DREAM

A Challenge Dataset and Models for Dialogue-Based Reading Comprehension


What is DREAM?

DREAM is a multiple-choice Dialogue-based REAding comprehension exaMination dataset. In contrast to existing reading comprehension datasets, DREAM is the first to focus on in-depth multi-turn multi-party dialogue understanding.

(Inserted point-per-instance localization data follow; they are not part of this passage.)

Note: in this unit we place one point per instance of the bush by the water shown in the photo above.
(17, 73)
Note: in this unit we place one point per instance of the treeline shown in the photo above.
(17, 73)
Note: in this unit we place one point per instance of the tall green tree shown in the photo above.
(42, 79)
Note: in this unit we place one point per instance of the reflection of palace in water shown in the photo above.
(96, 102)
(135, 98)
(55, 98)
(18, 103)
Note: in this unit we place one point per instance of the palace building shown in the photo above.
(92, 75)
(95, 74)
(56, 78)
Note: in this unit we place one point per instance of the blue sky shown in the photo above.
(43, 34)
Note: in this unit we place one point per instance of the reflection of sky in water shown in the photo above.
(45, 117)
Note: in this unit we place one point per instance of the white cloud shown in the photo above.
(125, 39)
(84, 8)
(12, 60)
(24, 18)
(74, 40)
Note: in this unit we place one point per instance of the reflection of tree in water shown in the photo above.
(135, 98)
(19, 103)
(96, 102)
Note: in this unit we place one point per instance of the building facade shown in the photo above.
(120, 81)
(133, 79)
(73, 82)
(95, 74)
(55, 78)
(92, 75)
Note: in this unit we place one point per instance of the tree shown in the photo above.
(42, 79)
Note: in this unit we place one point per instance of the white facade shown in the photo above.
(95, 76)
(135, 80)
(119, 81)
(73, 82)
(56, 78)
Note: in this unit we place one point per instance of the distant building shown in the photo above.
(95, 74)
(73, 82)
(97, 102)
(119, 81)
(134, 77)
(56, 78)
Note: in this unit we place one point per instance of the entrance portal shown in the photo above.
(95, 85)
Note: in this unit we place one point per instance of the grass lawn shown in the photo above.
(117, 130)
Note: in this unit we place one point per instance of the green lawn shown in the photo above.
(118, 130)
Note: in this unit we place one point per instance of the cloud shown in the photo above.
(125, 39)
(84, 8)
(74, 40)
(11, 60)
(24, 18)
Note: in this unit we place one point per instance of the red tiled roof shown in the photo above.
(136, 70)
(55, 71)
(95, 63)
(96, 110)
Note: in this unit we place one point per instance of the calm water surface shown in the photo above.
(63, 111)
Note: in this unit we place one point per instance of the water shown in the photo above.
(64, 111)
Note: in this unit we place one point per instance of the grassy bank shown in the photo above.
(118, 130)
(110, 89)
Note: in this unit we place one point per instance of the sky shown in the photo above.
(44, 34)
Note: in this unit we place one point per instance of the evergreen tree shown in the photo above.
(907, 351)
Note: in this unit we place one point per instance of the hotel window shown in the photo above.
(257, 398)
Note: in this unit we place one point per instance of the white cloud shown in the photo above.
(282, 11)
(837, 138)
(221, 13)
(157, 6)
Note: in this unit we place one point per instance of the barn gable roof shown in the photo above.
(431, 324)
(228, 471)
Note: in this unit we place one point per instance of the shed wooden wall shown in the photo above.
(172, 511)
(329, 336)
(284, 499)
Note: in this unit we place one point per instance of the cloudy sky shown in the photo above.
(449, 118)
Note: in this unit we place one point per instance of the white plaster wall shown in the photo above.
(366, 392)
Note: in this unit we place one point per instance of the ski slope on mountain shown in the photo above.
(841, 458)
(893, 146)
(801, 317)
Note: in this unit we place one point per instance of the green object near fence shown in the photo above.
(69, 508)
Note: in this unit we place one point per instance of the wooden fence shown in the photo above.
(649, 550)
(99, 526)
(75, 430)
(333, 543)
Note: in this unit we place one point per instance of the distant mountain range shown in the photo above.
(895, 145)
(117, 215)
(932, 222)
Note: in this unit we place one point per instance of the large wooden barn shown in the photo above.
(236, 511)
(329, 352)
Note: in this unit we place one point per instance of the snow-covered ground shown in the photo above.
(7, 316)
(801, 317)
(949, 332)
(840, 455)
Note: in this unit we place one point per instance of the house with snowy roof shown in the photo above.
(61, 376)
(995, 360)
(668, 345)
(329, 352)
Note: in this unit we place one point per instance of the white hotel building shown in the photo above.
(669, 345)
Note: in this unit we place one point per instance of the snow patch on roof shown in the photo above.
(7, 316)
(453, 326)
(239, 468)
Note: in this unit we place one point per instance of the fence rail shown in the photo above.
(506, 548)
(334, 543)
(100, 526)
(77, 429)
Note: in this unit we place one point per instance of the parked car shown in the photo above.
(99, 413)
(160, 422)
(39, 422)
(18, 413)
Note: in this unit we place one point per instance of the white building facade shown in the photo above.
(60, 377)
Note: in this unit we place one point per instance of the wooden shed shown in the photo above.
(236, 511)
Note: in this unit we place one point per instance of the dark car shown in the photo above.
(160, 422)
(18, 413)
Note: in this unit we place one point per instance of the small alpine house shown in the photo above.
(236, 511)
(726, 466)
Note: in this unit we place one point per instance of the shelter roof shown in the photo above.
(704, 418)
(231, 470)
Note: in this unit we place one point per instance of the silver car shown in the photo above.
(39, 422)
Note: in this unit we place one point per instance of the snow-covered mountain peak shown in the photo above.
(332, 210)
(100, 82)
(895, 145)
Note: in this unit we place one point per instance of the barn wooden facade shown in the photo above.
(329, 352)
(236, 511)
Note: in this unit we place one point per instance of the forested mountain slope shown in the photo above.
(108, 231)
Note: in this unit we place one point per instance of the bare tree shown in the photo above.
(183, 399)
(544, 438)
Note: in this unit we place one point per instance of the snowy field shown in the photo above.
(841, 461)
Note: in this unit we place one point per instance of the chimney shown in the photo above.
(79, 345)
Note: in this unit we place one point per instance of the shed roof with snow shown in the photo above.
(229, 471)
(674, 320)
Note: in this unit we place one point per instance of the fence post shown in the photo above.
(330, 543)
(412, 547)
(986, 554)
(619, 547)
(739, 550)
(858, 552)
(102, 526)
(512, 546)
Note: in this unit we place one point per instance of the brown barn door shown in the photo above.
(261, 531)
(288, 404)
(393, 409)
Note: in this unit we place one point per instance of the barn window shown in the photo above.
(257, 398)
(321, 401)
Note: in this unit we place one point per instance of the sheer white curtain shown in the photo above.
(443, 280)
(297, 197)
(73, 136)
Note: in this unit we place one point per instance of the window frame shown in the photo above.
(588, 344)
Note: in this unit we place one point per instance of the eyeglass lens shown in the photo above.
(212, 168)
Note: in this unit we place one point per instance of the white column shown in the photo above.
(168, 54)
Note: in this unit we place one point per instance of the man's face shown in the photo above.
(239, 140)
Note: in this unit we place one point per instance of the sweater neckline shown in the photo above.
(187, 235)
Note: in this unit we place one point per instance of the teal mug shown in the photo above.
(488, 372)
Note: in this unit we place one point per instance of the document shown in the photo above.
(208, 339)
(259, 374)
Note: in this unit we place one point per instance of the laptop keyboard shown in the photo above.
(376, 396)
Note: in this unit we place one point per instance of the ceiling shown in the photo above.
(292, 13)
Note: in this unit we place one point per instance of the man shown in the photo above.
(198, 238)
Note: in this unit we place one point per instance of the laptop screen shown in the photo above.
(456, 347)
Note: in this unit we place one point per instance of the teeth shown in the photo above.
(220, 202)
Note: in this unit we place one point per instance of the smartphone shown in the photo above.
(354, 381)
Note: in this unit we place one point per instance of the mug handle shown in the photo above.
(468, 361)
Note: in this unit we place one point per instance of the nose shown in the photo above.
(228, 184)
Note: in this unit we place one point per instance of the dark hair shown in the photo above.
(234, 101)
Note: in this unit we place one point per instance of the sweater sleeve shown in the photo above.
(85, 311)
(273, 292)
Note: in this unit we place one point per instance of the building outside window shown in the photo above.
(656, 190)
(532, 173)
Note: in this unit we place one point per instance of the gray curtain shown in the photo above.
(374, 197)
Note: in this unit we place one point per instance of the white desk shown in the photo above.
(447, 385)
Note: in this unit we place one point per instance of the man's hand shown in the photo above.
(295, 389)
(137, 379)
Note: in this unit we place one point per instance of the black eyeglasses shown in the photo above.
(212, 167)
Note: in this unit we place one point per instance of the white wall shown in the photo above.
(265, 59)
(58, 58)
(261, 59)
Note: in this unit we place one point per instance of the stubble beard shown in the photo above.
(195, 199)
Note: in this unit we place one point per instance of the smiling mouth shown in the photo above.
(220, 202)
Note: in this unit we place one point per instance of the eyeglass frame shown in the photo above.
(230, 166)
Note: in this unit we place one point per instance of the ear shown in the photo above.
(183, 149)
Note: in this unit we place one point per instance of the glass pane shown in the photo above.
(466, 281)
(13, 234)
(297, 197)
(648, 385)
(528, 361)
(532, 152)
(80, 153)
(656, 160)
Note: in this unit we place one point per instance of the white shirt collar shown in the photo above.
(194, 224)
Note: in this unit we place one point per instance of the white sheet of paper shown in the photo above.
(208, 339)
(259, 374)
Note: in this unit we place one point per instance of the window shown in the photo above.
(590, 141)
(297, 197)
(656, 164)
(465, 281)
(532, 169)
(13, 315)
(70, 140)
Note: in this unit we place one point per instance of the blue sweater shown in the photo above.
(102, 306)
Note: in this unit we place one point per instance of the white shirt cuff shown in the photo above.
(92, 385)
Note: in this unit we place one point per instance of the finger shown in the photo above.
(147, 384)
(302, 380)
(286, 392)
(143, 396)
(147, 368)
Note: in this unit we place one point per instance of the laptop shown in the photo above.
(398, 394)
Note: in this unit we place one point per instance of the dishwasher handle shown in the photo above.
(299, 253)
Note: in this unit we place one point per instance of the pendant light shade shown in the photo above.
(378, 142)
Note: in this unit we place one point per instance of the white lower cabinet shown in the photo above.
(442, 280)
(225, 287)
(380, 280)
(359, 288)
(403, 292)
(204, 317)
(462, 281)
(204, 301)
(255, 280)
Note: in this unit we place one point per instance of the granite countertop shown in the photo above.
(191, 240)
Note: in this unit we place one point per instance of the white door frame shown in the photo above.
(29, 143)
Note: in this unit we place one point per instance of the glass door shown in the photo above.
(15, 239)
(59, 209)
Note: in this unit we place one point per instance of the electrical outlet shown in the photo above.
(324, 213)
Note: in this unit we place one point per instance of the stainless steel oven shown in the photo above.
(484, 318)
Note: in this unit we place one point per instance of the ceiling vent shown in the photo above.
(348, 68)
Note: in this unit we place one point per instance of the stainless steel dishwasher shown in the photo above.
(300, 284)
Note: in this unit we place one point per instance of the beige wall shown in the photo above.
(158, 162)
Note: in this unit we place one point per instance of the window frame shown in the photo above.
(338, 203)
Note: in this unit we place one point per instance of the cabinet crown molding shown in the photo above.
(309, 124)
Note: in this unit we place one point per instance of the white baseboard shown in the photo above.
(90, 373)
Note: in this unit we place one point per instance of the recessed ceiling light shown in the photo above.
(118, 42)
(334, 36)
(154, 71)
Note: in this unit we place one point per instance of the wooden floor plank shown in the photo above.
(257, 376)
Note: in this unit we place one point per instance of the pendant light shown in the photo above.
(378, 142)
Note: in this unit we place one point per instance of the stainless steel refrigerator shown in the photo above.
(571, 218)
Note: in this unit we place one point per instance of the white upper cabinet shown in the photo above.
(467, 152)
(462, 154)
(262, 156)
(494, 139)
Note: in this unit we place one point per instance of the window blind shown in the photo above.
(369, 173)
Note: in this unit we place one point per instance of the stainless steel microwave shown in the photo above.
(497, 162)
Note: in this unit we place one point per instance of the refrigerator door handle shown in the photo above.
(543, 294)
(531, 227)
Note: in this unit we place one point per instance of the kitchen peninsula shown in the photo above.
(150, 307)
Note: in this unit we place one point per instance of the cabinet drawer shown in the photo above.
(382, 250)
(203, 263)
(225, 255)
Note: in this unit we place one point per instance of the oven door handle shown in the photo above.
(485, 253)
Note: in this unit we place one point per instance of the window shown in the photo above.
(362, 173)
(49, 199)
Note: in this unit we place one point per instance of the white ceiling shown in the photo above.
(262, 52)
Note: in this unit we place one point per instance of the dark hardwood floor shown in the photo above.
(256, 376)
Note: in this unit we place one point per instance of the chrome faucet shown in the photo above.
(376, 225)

DREAM contains 10,197 multiple choice questions for 6,444 dialogues, collected from English-as-a-foreign-language examinations designed by human experts. DREAM is likely to present significant challenges for existing reading comprehension systems: 84% of answers are non-extractive, 85% of questions require reasoning beyond a single sentence, and 34% of questions also involve commonsense knowledge.

Sample Problem

Dialogue

W: Tom, look at your shoes. How dirty they are! You must clean them.

M: Oh, mum, I just cleaned them yesterday.

W: They are dirty now. You must clean them again.

M: I do not want to clean them today. Even if I clean them today, they will get dirty again tomorrow.

W: All right, then.

M: Mum, give me something to eat, please.

W: You had your breakfast in the morning, Tom, and you had lunch at school.

M: I am hungry again.

W: Oh, hungry? But if I give you something to eat today, you will be hungry again tomorrow.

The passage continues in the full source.